The precursors of lean construction drew inspiration from the potent manufacturing approach established by Toyota in the wake of WWII. The big challenge was to bring out the same methodologies used in the controlled environment of a factory into the multi-layered and dynamically complex world of construction.

Achieving such a grand ideal as lean construction is a complex task that can’t be easily formulated into a universal recipe. Truly achieving lean construction involves a careful articulation of different tools and processes, including Kaizen events, Last Planner System, Integrated Project Delivery, Building Information Modelling and the 5s (sort, straighten, shine, standardize and sustain). It also involves a thorough consideration of certain principles, as detailed in the next section.

Fundamental lean construction principles

A simple way to bring the essential principles of lean construction into a project is to begin by considering certain fundamental questions, in the following order:

What is value from the customer’s perspective?
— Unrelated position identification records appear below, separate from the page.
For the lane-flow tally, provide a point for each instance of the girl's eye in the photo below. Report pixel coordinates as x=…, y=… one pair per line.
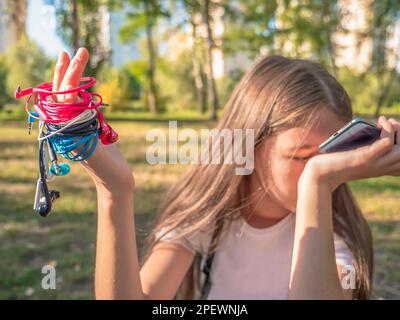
x=301, y=158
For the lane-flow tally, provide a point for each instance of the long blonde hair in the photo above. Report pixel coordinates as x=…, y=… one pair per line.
x=275, y=93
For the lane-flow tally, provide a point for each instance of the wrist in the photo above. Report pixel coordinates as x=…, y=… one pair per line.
x=314, y=173
x=115, y=191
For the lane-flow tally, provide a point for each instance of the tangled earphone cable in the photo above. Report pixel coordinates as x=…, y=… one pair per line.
x=69, y=129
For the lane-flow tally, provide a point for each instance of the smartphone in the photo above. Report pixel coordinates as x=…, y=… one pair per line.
x=355, y=134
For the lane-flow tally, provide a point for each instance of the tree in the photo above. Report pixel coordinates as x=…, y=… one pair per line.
x=193, y=9
x=208, y=7
x=250, y=26
x=143, y=19
x=79, y=25
x=16, y=13
x=26, y=65
x=386, y=13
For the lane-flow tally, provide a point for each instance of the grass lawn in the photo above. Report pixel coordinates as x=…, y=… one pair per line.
x=66, y=238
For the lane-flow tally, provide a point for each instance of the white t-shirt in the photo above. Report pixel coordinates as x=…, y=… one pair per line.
x=252, y=263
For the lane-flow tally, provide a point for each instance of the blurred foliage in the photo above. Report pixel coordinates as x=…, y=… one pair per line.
x=365, y=90
x=177, y=90
x=4, y=97
x=26, y=65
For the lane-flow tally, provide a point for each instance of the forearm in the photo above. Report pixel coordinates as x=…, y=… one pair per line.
x=117, y=267
x=314, y=272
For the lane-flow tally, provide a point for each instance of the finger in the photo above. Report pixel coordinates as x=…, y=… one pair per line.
x=74, y=74
x=59, y=71
x=387, y=129
x=72, y=78
x=377, y=149
x=396, y=126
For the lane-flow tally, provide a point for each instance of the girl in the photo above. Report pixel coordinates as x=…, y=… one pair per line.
x=291, y=229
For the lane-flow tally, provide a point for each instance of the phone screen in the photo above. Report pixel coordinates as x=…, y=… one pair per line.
x=358, y=135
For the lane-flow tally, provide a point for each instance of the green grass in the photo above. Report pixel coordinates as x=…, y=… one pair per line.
x=67, y=237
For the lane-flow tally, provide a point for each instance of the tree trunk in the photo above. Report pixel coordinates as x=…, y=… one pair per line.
x=385, y=90
x=212, y=90
x=74, y=25
x=16, y=10
x=151, y=90
x=196, y=65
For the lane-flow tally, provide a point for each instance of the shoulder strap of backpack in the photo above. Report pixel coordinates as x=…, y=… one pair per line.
x=208, y=263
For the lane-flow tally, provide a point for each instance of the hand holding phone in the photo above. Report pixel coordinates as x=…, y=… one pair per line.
x=355, y=134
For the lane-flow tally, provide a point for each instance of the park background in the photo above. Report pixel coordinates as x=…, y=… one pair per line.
x=161, y=60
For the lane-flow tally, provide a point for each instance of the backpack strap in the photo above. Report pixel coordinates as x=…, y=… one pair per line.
x=210, y=257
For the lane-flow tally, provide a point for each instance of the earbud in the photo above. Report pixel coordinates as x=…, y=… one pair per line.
x=60, y=169
x=46, y=202
x=107, y=135
x=57, y=169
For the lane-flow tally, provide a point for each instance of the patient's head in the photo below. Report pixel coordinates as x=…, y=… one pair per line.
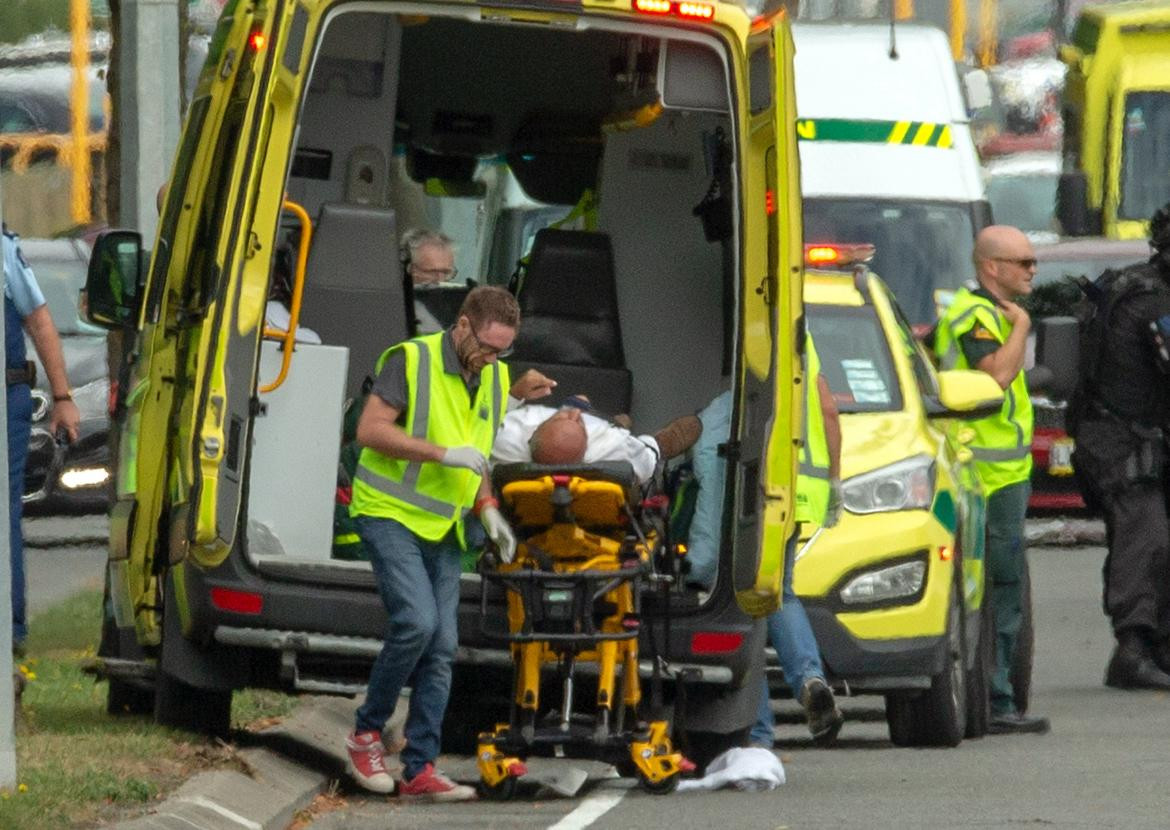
x=561, y=438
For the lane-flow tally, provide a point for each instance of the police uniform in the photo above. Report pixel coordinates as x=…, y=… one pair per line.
x=21, y=297
x=411, y=518
x=1121, y=460
x=971, y=329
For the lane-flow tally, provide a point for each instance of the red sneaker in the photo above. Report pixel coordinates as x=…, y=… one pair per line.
x=366, y=761
x=434, y=786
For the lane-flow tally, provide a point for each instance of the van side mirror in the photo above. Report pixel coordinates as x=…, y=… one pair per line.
x=1072, y=206
x=965, y=393
x=977, y=87
x=1058, y=348
x=115, y=279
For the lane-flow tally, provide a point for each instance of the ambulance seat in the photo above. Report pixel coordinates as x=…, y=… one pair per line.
x=355, y=294
x=569, y=320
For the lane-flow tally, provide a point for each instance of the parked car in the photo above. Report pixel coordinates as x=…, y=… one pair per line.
x=68, y=478
x=895, y=591
x=1053, y=484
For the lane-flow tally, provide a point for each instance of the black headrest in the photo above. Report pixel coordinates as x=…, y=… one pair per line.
x=570, y=274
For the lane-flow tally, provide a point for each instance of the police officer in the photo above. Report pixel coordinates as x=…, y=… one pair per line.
x=985, y=329
x=1121, y=413
x=819, y=501
x=426, y=430
x=26, y=310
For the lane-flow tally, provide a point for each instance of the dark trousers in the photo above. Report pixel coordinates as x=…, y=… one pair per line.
x=1005, y=570
x=1137, y=568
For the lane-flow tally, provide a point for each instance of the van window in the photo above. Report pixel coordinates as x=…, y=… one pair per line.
x=920, y=248
x=1144, y=155
x=854, y=358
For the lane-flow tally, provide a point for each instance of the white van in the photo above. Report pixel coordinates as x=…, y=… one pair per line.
x=887, y=155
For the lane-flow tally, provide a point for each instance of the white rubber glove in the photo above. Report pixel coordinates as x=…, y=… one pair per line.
x=469, y=458
x=835, y=502
x=499, y=532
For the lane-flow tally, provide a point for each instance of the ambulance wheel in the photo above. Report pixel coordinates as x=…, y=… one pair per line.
x=502, y=791
x=665, y=787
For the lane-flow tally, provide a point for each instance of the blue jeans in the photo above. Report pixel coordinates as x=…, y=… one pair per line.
x=418, y=582
x=20, y=422
x=1005, y=570
x=796, y=646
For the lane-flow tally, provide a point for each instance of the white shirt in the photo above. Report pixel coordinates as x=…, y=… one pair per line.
x=606, y=441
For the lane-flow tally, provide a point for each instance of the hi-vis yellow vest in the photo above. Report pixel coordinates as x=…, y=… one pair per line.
x=426, y=496
x=812, y=481
x=1003, y=441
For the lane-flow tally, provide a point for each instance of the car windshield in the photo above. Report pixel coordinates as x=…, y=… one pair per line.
x=1146, y=155
x=854, y=358
x=921, y=248
x=1026, y=200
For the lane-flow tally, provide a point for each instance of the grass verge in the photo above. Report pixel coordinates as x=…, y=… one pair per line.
x=77, y=766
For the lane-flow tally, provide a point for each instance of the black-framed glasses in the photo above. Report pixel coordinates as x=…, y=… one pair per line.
x=489, y=349
x=1026, y=262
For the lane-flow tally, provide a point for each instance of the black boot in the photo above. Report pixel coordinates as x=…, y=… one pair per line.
x=1133, y=666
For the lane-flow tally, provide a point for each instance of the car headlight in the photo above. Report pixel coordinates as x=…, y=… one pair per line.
x=902, y=486
x=885, y=584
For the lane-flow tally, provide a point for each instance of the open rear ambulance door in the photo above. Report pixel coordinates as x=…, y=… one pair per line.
x=770, y=402
x=240, y=210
Rather than focusing on the specifications of the customer, lean construction goes further and deeper; it seeks to understand what genuinely represents value. This calls for a mobilization of all stakeholders – ranging from the owner to the architects and engineers, general contractors and subcontractors as well as everyone else in the supply chain.
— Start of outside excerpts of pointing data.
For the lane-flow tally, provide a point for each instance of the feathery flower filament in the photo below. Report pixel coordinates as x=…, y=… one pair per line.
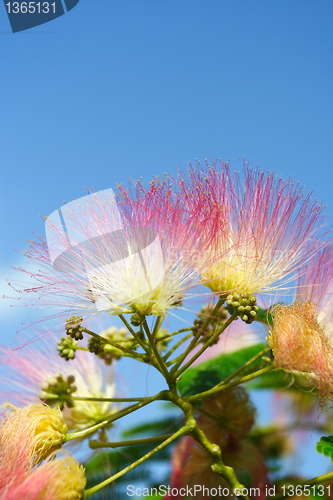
x=42, y=427
x=255, y=233
x=300, y=344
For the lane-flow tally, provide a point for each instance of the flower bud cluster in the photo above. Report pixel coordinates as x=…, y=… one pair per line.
x=215, y=323
x=67, y=348
x=108, y=352
x=58, y=390
x=245, y=305
x=73, y=327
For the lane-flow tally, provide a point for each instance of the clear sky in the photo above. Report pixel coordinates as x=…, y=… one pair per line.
x=118, y=89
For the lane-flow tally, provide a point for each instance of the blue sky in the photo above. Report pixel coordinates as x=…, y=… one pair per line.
x=118, y=89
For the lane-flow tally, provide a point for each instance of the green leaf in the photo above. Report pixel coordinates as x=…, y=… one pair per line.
x=209, y=373
x=325, y=446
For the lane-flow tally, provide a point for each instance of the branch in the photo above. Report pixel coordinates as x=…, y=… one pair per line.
x=180, y=432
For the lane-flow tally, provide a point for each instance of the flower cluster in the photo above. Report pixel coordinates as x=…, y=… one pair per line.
x=144, y=252
x=28, y=435
x=230, y=234
x=227, y=419
x=29, y=368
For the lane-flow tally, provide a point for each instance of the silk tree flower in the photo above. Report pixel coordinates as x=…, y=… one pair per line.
x=256, y=230
x=191, y=465
x=315, y=284
x=56, y=479
x=28, y=368
x=97, y=258
x=42, y=428
x=300, y=345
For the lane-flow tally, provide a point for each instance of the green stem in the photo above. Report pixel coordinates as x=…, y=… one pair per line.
x=131, y=442
x=206, y=345
x=245, y=365
x=156, y=328
x=213, y=449
x=172, y=350
x=222, y=387
x=114, y=417
x=111, y=400
x=310, y=482
x=104, y=340
x=170, y=335
x=135, y=335
x=156, y=353
x=197, y=335
x=180, y=432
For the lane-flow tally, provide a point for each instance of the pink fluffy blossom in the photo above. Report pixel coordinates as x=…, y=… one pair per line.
x=256, y=230
x=132, y=260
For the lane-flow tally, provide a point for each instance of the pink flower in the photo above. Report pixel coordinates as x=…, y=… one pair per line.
x=37, y=427
x=135, y=260
x=29, y=367
x=315, y=284
x=56, y=479
x=301, y=346
x=256, y=231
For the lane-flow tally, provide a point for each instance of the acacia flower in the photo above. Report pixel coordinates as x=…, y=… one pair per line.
x=29, y=368
x=300, y=344
x=256, y=231
x=233, y=416
x=56, y=479
x=315, y=284
x=191, y=465
x=97, y=258
x=41, y=427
The project team must find ways to articulate all parties involved in construction, in order to achieve trust and establish a sense of having a common goal: delivering maximum value in order to achieve the highest individual benefits.

How can a value stream be established?

Once the project team has fully grasped the implications of value as seen from the customer’s perspective, it’s possible to start laying out a map that will allow realizing ways to reach that goal. This map is called the value stream, and it sensibly articulates all the relevant information while fleshing out all requirements of labour, equipment and materials. Once the map has been laid out, it’s necessary to trace back all steps and mindfully dismiss any and all resources that fail to bring value to the whole.
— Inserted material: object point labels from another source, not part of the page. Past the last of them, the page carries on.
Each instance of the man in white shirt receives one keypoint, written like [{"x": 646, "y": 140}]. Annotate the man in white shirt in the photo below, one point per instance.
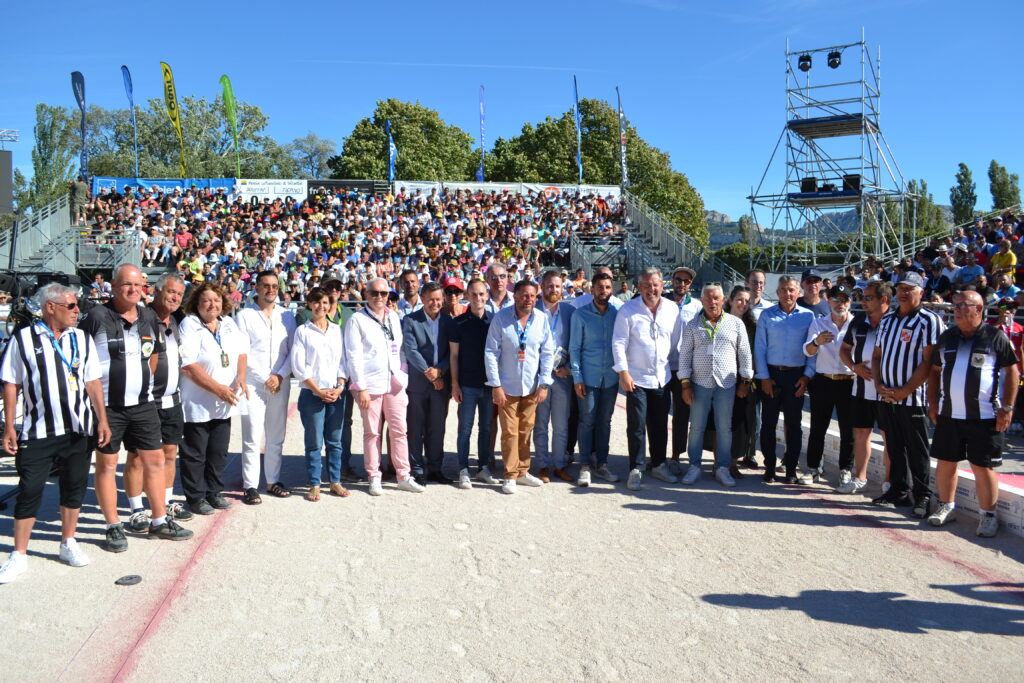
[
  {"x": 373, "y": 346},
  {"x": 646, "y": 331},
  {"x": 830, "y": 386},
  {"x": 269, "y": 328}
]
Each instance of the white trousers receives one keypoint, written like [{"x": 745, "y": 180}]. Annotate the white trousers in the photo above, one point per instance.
[{"x": 266, "y": 417}]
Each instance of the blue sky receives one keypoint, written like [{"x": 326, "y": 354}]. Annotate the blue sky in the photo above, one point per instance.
[{"x": 702, "y": 81}]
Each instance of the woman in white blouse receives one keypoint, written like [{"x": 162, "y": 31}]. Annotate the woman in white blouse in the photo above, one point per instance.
[
  {"x": 213, "y": 353},
  {"x": 318, "y": 365}
]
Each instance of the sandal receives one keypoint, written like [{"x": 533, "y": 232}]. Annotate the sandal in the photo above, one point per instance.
[{"x": 278, "y": 489}]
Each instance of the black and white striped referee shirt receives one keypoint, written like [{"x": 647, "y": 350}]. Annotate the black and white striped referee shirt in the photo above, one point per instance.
[
  {"x": 902, "y": 340},
  {"x": 51, "y": 406},
  {"x": 860, "y": 337},
  {"x": 970, "y": 379},
  {"x": 128, "y": 352}
]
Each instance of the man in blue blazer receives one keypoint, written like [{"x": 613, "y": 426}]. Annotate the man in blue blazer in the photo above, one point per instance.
[
  {"x": 425, "y": 343},
  {"x": 553, "y": 414}
]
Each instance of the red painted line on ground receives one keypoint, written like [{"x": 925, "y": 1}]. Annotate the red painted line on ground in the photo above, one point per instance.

How to achieve waste reduction most efficiently?

Since lean construction hinges on the reduction of waste (or even its elimination), it’s important to look separately at different types of waste that naturally unfold during a construction process. Careful observation is required, in matters such as defects, overproduction, waiting, talent mismatch, transport, inventory, motion and over processing.

How to establish a continuous flow of work processes?

In its ideal implementation, lean construction should be comparable to a river: a reliable, predictable flow which runs uninterrupted and harmonious. There is a sequence to be followed in any construction project, and lean construction planners must bring about an optimum workflow that can only be achieved by clear and consistent communication strategies bringing together all parties in a building project.

lean construction

How to secure flawless and fluid planning and scheduling?

When this question is carefully considered, it follows naturally that achieving fluid planning involves listening carefully to the people doing the actual work. This calls for clear cut communication methodologies that keep all participants in the loop regarding all their tasks.

Are there any other ways to promote continuous improvement?

Lean philosophy in construction recognizes that eliminating waste and maximizing value requires a continuous refinement of all processes. It’s crucial to always be on the lookout for further improvement opportunities, which must be persistently acted upon and implemented – for the sake of the current project as well as to maximize the efficiency of future projects.

Concluding thoughts on lean construction

Lean construction is all about maximizing value in construction and reducing waste of any kind. It requires careful consideration of multiple variables across a wide range of operatives, in order to lay out the most efficient possible value stream. This is only possible through close communication between all involved parties, and continuous refinement of all processes.